Jeans or khakis? Shoes or sandals? Whatever the event, your closet’s got you covered, packed with every outfit you’ll ever need.
But what’s your style, what makes you confident? How do you know what to wear for the occasion? Read Naturally Tan by Tan France and see what fits.
As a young boy growing up in South Yorkshire, England, Tan France was no shrinking violet: he was “weirdly worldly wise” and “definitely the cockiest one of the family.” He also knew what he wanted and didn’t rest until he got it, and even then he knew that he liked boys better than girls.
That determination didn’t make his childhood breezy, though; France was Pakistani in a predominantly-white area, and he grew up with the hum of racism in the background. He was bullied, but still, he says, he “managed to make things work … .”
It helped that his grandfather owned a denim factory and taught France to sew. It was there that he learned the importance of fashion, but that wasn’t yet a career; from age 16 to 27, France held more than 30 jobs, most of which he abandoned with little-to-no notice.
He came to realize that he wanted to be an entrepreneur, and everything coalesced after a vacation in Salt Lake City and after he fell in love with a cowboy. By then, France had spotted an opportunity, specifically, with modest swimwear, and his brand firecrackered to success literally overnight. Unprepared, France and his new man worked around the clock to accommodate customers and to try to grow the business. Eventually, the stress became too much and France stepped back.
He was not really looking for anything new when, on vacation, he received a call from someone who told him about an opportunity with Netflix and Queer Eye, a job he never dreamed of and was convinced that he’d never land. He wanted it, and he didn’t. He needed prodding until he “begrudgingly” auditioned…

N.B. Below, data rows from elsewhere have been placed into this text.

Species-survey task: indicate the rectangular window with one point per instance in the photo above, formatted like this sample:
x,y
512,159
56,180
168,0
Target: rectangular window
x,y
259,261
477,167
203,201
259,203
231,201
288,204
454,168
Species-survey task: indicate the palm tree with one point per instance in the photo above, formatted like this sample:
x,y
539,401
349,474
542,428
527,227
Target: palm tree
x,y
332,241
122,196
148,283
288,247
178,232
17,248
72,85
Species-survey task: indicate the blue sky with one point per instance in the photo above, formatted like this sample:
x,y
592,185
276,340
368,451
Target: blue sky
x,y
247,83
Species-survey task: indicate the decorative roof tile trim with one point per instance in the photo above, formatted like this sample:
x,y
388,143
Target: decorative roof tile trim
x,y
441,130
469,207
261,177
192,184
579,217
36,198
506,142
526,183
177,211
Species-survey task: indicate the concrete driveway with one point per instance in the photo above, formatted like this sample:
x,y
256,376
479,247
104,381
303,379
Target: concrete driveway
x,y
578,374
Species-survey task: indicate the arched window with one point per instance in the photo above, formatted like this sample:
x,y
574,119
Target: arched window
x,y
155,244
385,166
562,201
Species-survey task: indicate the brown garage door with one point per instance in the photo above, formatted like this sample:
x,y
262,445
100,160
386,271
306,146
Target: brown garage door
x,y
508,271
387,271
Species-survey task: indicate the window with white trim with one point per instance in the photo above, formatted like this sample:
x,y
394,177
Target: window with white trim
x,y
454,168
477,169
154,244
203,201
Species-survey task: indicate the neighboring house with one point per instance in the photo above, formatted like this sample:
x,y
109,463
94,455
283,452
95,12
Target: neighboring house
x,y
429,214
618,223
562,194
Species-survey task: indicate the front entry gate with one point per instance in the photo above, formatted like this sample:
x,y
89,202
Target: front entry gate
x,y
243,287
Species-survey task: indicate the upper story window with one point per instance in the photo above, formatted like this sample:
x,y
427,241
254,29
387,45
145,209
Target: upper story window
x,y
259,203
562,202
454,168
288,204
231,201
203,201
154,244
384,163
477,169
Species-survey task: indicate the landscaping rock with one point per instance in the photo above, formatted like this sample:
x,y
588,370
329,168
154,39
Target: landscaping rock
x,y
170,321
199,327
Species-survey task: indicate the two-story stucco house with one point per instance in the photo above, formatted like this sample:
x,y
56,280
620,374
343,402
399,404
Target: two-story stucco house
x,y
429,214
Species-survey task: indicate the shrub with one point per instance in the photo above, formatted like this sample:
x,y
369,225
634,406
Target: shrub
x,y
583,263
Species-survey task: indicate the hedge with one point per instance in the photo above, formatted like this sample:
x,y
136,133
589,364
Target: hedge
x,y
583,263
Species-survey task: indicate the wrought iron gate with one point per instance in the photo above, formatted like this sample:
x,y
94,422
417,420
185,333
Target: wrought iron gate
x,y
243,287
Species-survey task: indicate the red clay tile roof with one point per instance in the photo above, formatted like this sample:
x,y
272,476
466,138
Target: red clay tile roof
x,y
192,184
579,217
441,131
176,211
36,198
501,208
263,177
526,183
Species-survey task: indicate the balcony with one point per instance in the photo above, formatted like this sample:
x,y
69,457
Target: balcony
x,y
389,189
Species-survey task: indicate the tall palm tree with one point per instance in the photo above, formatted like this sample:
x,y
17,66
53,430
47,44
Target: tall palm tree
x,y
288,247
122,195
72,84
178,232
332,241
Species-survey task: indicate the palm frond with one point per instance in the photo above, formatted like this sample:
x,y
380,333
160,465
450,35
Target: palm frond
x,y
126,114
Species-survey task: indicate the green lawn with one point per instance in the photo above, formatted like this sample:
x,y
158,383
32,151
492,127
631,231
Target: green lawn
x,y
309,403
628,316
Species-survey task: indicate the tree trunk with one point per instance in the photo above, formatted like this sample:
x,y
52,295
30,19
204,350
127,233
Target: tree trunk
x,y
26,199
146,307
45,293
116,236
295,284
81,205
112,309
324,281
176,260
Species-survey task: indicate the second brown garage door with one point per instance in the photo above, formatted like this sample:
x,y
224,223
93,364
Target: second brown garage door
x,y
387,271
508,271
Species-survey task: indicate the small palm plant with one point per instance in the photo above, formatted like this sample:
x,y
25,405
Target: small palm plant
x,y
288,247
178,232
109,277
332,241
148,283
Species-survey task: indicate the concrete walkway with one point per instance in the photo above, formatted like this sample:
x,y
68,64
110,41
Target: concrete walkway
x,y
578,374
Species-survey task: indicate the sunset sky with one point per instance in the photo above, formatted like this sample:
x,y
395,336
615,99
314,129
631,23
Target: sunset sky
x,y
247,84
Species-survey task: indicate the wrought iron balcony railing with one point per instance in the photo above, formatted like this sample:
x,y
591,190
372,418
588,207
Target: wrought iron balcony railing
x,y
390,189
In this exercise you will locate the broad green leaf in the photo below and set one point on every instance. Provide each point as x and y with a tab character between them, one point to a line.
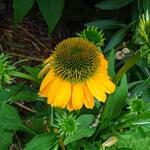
146	5
33	71
6	138
7	94
89	146
84	129
142	119
142	90
106	24
9	118
116	39
21	8
113	4
42	142
115	103
37	124
111	64
51	11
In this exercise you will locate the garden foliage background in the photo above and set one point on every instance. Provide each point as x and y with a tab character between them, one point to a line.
29	31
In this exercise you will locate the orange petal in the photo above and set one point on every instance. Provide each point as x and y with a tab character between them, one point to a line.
89	98
96	90
46	83
63	94
77	95
106	83
69	105
53	88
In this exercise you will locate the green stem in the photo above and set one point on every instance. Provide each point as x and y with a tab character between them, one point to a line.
29	130
131	61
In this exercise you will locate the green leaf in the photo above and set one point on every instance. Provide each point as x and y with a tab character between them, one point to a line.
42	142
84	129
106	24
7	94
113	4
6	139
146	5
33	71
37	124
115	103
89	146
116	39
142	90
111	64
21	8
51	11
9	118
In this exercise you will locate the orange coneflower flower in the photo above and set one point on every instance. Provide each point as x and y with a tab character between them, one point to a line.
77	73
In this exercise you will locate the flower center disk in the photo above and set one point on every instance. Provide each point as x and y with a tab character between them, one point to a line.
75	60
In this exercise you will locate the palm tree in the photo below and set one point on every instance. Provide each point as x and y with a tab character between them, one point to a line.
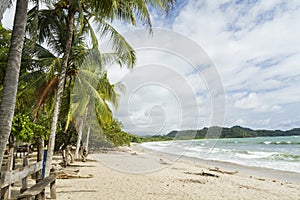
92	90
12	74
4	5
80	13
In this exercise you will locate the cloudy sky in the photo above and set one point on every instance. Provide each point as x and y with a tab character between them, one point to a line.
229	62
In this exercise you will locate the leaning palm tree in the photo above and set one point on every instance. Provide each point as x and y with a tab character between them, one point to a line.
12	74
92	90
78	15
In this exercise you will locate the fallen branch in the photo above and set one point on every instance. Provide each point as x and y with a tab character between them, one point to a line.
216	169
203	174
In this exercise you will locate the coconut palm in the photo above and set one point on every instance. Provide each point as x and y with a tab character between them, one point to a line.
4	5
79	14
12	74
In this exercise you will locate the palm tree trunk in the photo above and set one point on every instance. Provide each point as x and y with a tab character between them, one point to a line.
79	139
11	80
61	83
87	138
4	5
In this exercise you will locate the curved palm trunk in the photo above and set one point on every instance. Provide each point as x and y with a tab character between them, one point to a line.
79	140
61	83
11	80
4	5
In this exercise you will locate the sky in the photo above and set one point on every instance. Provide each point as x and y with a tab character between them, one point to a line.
226	63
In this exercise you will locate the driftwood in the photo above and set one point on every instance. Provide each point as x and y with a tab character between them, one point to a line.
216	169
203	174
39	188
68	174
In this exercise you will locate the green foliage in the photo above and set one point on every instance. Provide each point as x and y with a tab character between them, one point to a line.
25	130
114	134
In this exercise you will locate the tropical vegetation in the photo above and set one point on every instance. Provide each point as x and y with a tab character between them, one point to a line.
56	87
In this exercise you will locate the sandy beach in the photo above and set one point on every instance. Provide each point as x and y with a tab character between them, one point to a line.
132	173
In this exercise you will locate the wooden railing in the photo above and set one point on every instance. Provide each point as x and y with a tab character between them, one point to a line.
21	175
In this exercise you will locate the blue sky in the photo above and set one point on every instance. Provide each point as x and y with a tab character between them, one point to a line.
253	45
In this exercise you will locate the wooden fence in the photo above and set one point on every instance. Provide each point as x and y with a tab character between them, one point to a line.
10	177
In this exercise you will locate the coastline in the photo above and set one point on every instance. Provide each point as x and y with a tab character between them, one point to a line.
137	173
286	176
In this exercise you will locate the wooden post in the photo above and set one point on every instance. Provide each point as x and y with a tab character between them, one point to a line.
53	190
25	180
6	191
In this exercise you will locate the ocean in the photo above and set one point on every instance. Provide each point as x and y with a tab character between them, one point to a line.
281	153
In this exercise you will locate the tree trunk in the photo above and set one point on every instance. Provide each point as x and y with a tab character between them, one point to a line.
79	139
88	121
61	83
3	6
11	79
87	138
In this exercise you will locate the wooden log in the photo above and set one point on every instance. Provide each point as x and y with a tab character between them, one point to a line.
7	178
38	188
53	190
6	191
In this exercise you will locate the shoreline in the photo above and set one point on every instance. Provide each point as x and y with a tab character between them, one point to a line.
265	172
137	173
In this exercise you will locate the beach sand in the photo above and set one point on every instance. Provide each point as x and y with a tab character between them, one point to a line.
134	173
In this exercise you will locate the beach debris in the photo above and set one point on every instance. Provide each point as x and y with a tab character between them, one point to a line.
203	174
191	181
261	179
216	169
68	174
163	162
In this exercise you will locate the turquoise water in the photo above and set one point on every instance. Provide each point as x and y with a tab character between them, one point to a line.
282	153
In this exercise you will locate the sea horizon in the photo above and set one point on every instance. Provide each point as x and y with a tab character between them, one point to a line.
278	153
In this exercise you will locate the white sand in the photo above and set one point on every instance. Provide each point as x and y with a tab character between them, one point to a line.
136	174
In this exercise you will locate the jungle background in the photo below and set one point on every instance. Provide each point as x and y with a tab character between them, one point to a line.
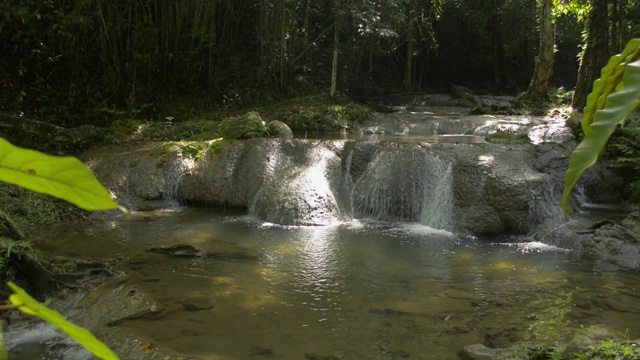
76	62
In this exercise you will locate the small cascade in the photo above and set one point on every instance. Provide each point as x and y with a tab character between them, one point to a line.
300	190
347	184
173	173
406	184
437	209
545	209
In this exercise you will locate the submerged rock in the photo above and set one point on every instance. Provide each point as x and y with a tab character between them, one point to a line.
279	129
180	250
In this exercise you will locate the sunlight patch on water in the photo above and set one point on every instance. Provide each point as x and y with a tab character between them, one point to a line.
534	246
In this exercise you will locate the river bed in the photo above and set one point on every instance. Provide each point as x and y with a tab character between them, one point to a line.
354	290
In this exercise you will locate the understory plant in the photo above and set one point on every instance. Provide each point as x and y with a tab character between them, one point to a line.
615	95
69	179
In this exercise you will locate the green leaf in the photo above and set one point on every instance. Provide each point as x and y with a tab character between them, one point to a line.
615	95
30	306
64	177
609	81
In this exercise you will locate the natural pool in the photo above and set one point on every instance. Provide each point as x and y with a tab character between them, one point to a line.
355	290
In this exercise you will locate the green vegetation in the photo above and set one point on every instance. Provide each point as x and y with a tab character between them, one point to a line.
68	179
28	305
217	145
604	350
194	150
505	137
614	96
611	349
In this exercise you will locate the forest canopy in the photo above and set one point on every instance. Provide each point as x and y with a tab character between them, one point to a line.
74	56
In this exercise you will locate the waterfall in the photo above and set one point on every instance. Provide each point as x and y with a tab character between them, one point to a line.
405	183
173	172
545	209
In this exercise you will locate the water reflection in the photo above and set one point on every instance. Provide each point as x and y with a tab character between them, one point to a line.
357	290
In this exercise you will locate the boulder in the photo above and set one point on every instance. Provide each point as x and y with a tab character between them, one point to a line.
278	129
245	126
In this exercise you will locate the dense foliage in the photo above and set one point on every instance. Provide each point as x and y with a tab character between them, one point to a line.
84	56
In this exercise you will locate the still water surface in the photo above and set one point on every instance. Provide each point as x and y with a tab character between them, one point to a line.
357	290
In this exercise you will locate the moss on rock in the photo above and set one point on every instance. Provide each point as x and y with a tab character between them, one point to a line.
244	126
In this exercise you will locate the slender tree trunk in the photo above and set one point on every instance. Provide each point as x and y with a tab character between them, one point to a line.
496	45
334	67
307	8
596	53
408	69
538	88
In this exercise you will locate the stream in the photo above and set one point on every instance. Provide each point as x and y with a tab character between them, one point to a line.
360	289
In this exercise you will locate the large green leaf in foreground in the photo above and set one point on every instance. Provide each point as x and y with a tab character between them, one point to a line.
614	96
64	177
28	305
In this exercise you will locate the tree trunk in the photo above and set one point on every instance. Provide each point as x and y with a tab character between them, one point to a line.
406	83
496	45
596	53
334	67
538	88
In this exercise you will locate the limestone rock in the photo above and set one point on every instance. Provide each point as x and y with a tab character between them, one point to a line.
279	129
249	125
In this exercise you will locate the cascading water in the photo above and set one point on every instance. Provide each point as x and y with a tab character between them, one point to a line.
405	183
173	173
545	211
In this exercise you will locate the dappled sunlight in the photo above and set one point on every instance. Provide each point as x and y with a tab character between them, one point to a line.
486	160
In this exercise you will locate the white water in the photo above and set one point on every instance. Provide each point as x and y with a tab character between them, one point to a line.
407	184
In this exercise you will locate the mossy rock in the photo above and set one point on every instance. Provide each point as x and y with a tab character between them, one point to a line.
505	137
279	129
179	249
244	126
217	145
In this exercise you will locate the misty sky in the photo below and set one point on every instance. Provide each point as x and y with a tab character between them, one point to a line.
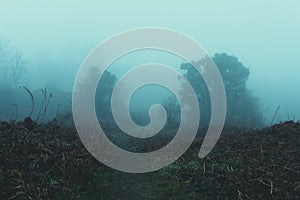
55	37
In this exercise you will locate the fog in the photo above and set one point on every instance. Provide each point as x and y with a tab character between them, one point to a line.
55	37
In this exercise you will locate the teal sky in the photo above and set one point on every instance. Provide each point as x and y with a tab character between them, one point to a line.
55	37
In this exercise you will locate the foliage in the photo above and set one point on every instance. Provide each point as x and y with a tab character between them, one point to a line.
243	108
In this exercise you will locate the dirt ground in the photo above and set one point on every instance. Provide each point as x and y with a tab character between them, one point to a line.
50	162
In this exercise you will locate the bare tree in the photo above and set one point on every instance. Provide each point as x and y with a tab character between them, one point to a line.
13	69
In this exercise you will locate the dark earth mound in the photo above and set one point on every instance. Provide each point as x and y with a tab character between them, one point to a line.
50	162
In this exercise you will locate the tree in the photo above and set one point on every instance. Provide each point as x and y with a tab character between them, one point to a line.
243	109
13	69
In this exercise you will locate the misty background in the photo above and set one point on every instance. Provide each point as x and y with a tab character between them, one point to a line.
54	38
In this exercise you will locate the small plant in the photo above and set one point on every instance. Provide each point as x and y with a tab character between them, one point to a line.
32	99
45	103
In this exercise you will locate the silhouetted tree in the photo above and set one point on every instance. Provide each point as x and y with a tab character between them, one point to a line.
13	69
243	109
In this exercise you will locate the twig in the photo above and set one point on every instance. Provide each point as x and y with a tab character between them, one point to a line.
275	114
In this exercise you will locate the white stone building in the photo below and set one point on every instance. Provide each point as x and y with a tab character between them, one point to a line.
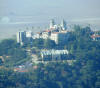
48	55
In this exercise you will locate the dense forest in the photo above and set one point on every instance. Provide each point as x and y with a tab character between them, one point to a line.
84	73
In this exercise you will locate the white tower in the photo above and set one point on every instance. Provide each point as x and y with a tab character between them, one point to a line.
52	23
21	37
64	25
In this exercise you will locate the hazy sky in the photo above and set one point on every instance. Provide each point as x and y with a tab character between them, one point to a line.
16	14
50	8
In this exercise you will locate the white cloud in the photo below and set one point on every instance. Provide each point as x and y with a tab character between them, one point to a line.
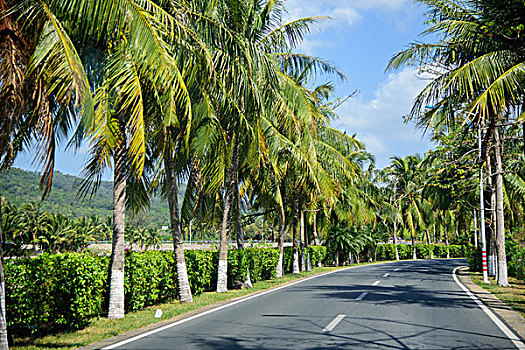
344	14
379	122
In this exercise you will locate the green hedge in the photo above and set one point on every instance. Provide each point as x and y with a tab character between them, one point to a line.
317	253
423	251
515	258
55	290
66	290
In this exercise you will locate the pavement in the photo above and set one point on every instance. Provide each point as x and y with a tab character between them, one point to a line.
402	305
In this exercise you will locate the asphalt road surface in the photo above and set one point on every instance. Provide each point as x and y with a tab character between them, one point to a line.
403	305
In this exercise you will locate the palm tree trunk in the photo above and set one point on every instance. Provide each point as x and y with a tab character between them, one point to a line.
414	255
116	284
308	261
500	214
279	269
3	321
295	243
316	238
314	232
240	234
303	253
282	227
429	242
492	231
395	240
173	202
446	241
222	272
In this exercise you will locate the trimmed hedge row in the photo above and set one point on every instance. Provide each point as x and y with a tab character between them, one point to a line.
515	259
423	251
66	290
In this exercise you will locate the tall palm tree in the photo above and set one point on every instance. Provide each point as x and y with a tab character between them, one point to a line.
478	66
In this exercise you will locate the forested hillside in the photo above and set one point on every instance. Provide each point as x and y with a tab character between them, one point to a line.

At its outset, Naturally Tan feels like just another gay memoir; stating that he always knew he was gay, author Tan France seems a bit stiff, as though his story needs to stretch and twist before it starts to stride.
Once it takes that next step, though, it’s got you.
Like virtually all other gay memoirs, France goes on to tell a story of a childhood of dawning, of bullying, and of learning more about himself. But the uniqueness lies in the cultural differences with which he was raised: he writes of being a Muslim Pakistani in a white world and how this fit with his gayness and his passion for fashion. Between this, and advice he doles out with impunity, France does snark well, which he freely admits. That’s entertaining, especially since he appears to be rather nice about it.
In the end, this is a fun book from a star’s-eye view, and with useful tips for any reader, gay or not. Pick up a copy of Naturally Tan and see if it doesn’t suit you.